Freitag, 29. März 2024

Archiv

Baukindergeld
Umstrittene Steuersubvention von Wohneigentum

Mit dem Baukindergeld will die Bundesregierung Familien mit Kindern zu mehr Wohneigentum verhelfen. Das Programm kostet Staat und Steuerzahler etwa 10 Milliarden Euro. Eine Fehlinvestition, so Kritiker. Denn das Problem des angespannten Immobilienmarkts werde dadurch nicht gelöst.

Von Panajotis Gavrilis | 18.09.2018
    Symbolbild Wohneigentum und Eigenheimzulage mit einem Taschenrechner auf Bauplänen.
    In das Baukindergeld wird der Staat fast doppelt so viel Geld investieren wie in den sozialen Wohnungsbau - der falsche Weg? (picture alliance / Bildagentur online)
    Familien und Alleinerziehende, die erstmals eine Wohnung kaufen oder ein Haus bauen, können ab heute den staatlichen Zuschuss beantragen. Über zehn Jahre gibt es pro Kind und Jahr 1.200 Euro.
    "12.000 Euro pro Kind, rückwirkend auf zehn Jahre verteilt, rückwirkend ab 1. Januar dieses Jahres."
    So Bundesbauminister Horst Seehofer im Bundestag.
    Ein Projekt der Union
    Geld bekommt demnach nur, wer die Grenze des zu versteuernden Haushaltseinkommens von 90.000 Euro für ein Kind nicht überschreitet. Dabei erhöht sich die Einkommensgrenze je Kind um 15.000 Euro.
    Eine Familie mit drei Kindern beispielsweise dürfte nicht mehr als 120.000 Euro zu versteuerndes Haushaltseinkommen aufweisen und bekäme 36.000 Euro vom Staat für ihr neues Zuhause. Vorausgesetzt, die Kinder sind jünger als 18 Jahre alt und leben mit ihren Eltern unter einem Dach.
    Aller Kritik zum Trotz verteidigt CSU-Chef Horst Seehofer das Baukindergeld. Ein Programm, auf das vor allem die Union innerhalb der Großen Koalition gedrängt hatte:
    "Ein Programm, das den Familien die Tür zu ihren eigenen vier Wänden öffnet."
    Tatsächlich ist die Wohneigentumsquote mit knapp 45 Prozent in Deutschland niedrig. Im europäischen Vergleich wohnen nur in der Schweiz noch weniger Menschen in ihren eigenen vier Wänden.
    Das Baukindergeld soll das ändern und kann flächendeckend über die Kreditanstalt für Wiederaufbau, kurz KfW, beantragt werden.

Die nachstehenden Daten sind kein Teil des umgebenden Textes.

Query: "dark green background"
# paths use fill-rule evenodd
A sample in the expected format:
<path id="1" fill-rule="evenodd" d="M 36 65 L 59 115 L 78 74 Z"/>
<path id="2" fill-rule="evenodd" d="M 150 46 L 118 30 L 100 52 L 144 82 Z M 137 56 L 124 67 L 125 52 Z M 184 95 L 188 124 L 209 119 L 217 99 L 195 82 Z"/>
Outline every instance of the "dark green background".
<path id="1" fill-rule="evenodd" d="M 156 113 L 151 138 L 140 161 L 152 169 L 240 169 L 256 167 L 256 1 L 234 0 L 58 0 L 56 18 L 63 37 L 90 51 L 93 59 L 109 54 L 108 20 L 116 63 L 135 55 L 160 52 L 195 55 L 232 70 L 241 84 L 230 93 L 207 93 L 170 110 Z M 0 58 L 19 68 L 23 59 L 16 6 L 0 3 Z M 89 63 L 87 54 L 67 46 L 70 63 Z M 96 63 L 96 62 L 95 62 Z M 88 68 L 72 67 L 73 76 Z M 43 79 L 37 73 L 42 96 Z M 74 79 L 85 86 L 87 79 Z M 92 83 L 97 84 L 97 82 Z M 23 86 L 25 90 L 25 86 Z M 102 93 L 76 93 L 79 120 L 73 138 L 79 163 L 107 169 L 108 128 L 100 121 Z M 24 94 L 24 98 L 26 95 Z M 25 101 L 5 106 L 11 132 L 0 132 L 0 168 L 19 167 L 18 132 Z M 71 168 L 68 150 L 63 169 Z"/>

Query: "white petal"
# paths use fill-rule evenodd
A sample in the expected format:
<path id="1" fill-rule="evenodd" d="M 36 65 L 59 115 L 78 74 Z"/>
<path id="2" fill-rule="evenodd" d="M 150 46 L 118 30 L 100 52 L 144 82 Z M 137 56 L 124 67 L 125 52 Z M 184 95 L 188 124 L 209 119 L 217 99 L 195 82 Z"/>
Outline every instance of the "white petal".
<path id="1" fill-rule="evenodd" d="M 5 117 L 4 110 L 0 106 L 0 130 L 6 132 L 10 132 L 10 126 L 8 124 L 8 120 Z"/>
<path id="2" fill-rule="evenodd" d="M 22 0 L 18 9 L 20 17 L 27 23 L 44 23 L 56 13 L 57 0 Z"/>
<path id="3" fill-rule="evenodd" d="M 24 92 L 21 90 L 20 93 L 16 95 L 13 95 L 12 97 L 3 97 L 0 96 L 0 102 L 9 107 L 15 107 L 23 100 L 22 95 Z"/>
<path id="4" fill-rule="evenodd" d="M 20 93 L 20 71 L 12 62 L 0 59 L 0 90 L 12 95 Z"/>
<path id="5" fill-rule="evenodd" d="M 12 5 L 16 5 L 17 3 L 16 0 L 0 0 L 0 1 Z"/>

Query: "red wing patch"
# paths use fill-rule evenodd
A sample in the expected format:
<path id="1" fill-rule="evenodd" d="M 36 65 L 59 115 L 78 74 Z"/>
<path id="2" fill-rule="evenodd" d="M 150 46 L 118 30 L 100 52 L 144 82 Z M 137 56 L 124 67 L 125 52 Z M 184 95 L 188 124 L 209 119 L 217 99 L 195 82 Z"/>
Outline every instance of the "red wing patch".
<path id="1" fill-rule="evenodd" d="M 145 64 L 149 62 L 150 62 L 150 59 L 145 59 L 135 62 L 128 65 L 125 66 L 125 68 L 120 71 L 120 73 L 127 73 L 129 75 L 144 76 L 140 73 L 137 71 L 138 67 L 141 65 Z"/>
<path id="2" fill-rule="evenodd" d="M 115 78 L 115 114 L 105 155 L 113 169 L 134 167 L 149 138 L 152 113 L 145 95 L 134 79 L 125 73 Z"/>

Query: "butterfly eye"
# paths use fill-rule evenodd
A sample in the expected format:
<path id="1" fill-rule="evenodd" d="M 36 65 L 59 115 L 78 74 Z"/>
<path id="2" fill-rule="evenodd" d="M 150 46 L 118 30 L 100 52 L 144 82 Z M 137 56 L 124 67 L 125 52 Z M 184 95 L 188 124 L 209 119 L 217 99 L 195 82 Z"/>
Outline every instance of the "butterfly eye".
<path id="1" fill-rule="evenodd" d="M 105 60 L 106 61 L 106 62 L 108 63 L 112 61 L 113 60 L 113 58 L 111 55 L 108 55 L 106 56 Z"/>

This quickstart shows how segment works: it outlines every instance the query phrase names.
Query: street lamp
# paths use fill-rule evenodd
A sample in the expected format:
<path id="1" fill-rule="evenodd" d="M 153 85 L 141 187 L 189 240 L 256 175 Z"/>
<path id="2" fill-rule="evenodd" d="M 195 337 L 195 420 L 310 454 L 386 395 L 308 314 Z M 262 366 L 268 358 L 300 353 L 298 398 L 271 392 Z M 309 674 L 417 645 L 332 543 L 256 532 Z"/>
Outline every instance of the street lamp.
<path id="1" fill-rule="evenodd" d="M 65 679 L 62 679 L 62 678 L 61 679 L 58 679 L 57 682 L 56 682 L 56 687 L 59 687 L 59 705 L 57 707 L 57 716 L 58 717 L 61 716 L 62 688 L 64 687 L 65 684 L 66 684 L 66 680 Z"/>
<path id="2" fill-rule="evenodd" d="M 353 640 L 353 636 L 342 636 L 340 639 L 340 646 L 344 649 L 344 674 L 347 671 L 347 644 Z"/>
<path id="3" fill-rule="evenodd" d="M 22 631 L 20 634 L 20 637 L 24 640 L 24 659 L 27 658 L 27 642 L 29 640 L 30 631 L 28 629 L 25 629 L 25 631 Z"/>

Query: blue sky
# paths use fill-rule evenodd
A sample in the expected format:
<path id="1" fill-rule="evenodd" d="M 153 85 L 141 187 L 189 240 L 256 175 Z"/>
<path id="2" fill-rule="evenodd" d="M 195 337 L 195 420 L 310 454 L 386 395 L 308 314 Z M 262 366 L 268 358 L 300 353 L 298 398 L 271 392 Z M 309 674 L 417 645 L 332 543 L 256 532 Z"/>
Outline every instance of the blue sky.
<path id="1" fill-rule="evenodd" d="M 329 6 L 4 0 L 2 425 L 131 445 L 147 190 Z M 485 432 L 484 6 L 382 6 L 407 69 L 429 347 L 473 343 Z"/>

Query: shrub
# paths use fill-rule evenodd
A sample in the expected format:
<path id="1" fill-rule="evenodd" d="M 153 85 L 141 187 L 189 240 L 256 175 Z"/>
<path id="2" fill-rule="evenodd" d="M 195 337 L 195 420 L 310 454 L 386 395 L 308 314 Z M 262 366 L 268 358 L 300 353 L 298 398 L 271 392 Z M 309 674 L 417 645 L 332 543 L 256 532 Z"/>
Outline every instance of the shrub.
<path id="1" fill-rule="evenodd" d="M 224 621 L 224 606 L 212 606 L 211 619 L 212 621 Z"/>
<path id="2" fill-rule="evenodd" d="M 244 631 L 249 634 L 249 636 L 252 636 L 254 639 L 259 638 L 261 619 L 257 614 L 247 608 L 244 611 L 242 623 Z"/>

Ausschlaggebend für eine Förderung sind die bis 2020 geschlossenen Kaufverträge oder erteilten Baugenehmigungen.
    Zehn Milliarden Euro
    Das Bundesbauministerium rechnet mit rund 180.000 Anträgen im Jahr. Die Bundesregierung lässt sich das umstrittene Projekt einiges kosten. Sie rechnet mit Gesamtkosten von etwa zehn Milliarden Euro. Fast doppelt so viel, wie sie für den sozialen Wohnungsbau bereitstellen will.
    Kritik kommt unter anderem von der wohnungspolitischen Sprecherin der Linken im Bundestag, Caren Lay.
    "Das Baukindergeld ist eine milliardenschwere Steuersubvention, die aber das Wohnungsproblem in den Großstädten gar nicht lösen wird. Also dieses Geld wäre wirklich besser eingesetzt, um städtische Wohnungen, um genossenschaftliche Wohnungen zu stärken."
    Hinzu kommt: Für einen Immobilienkredit bei der Bank ist Eigenkapital nötig. Einen Kredit bekommt aber meist der, der bereits ein relativ gutes Einkommen hat oder Vermögen erbt, sagt Der Grünen-Politiker Chris Kühn.
    "Alle, die heute kein Vermögen haben, werden davon nicht Gebrauch machen können, von dem Baukindergeld. Und deswegen fördert man hier eben die obere Mittelschicht und nicht die Menschen, die eigentlich bezahlbaren Wohnraum brauchen und hat mit bezahlbarem Wohnen nichts zu tun."
    Die Nachfrage wird steigen - die Preise auch
    Besonders in und um größere Städte könnte sich die angespannte Wohnungsmarktlage noch weiter verschärfen. Das Baukindergeld könnte auf die bereits hohen Immobilienpreise "draufgeschlagen" werden und zu "Mitnahmeeffekten führen", warnen Ökonomen wie Michael Voigtländer vom "Institut der deutschen Wirtschaft".
    "In den Ballungsgebieten, wo wir heute schon Grundstücksknappheit haben, führt jede Subventionierung der Nachfrage einfach dazu, dass die Preise noch weiter steigen für das Bauland, für die Grundstücke. Davon profitieren unter anderem die Projektentwickler, die die Flächen vorher schon gekauft haben."
    Vom Baukindergeld profitieren könnten aber auch Familien auf dem Land, glauben Befürworter. Der Immobilienverband "ivd", der unter anderem Makler vertritt, ist sich zudem sicher: Die Förderung werde Familien auf dem angespannten Wohnungsmarkt entlasten und dabei helfen, durch den Kauf einer eigenen Immobilie auch in die Altersvorsorge zu investieren.